Nia fece il gesto dell’approvazione.
Smontai di sella. L’oracolo fece lo stesso. Mi stiracchiai e mi allungai il più possibile, poi mi piegai. Riuscivo a stento a toccare il terreno. Lo sfiorai con la punta delle dita e mi raddrizzai, inspirando nello stesso tempo. Altra ginnastica! Questa spedizione non doveva servire da scusa per impigrirmi.
L’oracolo disse: — Lui vuole scendere nella valle.
Guardai Derek. Stava fissando il panorama. Il cielo si andava rasserenando. La luce del sole illuminava i bordi delle nuvole e i colori della valle erano ancora più accesi di prima. — Perché? — domandai.
Lui si voltò. Conoscevo quell’espressione, le sopracciglia inarcate e il sorriso contorto. Derek stava progettando qualcosa di futile o pericoloso, e voleva la mia approvazione. La seduzione era entrata in funzione. Non avevo idea di come facesse, ma era teatrale come un luce al neon che incominciava ad accendersi. Il suo sorriso si allargò.

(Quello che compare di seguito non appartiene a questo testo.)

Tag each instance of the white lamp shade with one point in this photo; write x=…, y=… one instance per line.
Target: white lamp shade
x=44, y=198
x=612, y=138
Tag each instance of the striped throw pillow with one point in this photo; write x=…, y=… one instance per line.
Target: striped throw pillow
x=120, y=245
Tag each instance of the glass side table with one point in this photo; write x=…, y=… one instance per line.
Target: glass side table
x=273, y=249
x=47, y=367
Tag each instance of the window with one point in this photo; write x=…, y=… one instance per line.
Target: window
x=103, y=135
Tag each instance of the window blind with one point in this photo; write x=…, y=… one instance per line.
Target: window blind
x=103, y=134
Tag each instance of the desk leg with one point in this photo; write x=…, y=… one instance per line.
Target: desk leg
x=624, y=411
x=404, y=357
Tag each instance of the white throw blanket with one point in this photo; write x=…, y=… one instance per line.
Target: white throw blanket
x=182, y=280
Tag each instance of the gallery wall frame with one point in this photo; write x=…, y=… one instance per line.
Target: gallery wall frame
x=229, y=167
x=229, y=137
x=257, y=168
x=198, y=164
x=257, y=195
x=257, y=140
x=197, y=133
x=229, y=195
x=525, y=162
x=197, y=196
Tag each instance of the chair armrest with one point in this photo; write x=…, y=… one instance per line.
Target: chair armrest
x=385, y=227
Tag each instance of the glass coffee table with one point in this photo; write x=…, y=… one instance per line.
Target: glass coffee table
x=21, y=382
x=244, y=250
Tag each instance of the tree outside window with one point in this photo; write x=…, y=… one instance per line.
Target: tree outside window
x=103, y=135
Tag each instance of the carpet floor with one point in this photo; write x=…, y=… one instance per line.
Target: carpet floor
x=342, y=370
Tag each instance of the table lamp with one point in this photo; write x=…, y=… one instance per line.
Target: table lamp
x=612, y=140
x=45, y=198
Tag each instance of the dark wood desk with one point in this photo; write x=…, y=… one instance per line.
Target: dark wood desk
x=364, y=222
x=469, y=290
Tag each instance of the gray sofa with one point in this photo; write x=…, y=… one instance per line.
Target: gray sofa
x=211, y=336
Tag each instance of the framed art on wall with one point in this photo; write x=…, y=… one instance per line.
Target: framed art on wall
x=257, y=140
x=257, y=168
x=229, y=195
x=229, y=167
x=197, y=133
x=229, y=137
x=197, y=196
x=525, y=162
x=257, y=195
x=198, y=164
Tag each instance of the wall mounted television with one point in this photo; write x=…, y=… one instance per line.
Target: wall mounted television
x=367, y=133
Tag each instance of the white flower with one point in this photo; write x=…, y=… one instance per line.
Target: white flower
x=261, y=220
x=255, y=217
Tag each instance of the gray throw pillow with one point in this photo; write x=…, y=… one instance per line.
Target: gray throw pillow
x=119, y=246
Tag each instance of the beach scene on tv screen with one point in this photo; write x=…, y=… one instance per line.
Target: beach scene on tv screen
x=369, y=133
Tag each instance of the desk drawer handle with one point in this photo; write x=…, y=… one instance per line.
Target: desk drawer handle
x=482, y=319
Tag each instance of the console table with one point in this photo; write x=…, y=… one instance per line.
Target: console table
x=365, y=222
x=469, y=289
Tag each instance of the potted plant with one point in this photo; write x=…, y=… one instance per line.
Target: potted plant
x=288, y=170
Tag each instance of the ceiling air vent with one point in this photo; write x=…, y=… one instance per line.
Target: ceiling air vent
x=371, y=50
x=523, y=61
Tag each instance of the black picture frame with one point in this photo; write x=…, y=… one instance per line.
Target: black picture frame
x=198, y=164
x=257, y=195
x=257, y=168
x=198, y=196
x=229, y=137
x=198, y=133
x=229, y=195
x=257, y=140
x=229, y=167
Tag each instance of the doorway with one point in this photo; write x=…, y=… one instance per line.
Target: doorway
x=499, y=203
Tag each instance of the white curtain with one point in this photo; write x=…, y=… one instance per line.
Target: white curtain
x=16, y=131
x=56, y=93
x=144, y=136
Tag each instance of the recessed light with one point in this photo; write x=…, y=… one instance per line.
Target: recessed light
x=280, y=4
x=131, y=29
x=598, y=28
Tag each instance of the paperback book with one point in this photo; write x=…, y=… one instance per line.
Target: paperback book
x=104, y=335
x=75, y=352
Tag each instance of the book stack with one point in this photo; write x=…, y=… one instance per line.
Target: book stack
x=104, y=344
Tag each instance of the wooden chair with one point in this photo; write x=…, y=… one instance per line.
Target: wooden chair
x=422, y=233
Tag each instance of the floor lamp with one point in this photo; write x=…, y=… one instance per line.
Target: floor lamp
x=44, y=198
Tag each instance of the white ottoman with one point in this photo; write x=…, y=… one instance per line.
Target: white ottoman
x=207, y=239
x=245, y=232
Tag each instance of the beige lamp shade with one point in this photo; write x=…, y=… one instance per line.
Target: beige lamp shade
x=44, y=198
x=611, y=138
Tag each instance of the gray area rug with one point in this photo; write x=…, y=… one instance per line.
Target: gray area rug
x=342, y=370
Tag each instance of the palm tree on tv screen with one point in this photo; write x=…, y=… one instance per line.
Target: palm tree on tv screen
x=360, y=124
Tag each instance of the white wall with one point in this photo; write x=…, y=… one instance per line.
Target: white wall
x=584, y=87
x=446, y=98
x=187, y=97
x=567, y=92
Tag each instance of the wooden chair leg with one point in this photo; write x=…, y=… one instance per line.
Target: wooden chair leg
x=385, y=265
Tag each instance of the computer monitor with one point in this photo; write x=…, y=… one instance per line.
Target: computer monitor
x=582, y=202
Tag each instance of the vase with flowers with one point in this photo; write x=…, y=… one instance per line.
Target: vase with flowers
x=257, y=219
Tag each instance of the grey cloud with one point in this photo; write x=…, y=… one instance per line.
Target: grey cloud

— Derek, falla finita! Spegnila!
— Che cosa?
— La bellezza mascolina, la seduzione, il fascino erotico. — Ero passata all’inglese. Nia incominciava ad accigliarsi.
— Voglio dare un’occhiata a quel lago — disse Derek. Stava parlando il linguaggio dei doni. La sua voce era profonda e tranquilla. Una voce ragionevole. La voce del buonsenso. — Credo di potercela fare ad andare e tornare prima che la luce sparisca del tutto.
— Ne dubito, e credo che tu sia pazzo a tentare. Quella laggiù è un’area molto attiva. Il suolo è probabilmente rovente, e forse non è sicuro. Potrebbe essere una crosta sopra qualcosa di brutto. Potresti sprofondare. Potresti finire nel brodo, e parlo più in senso letterale che metaforico.
— Parla la nostra lingua — protestò Nia. — Mi interessa questa discussione.
— Okay. Sto dicendo a Derek di non andare in quella valle.
— Non riuscirai a fargli cambiare idea — disse l’oracolo.
Derek rise. — Ha ragione. Rinuncia, Lixia. È inutile parlare. Ho intenzione di andarci.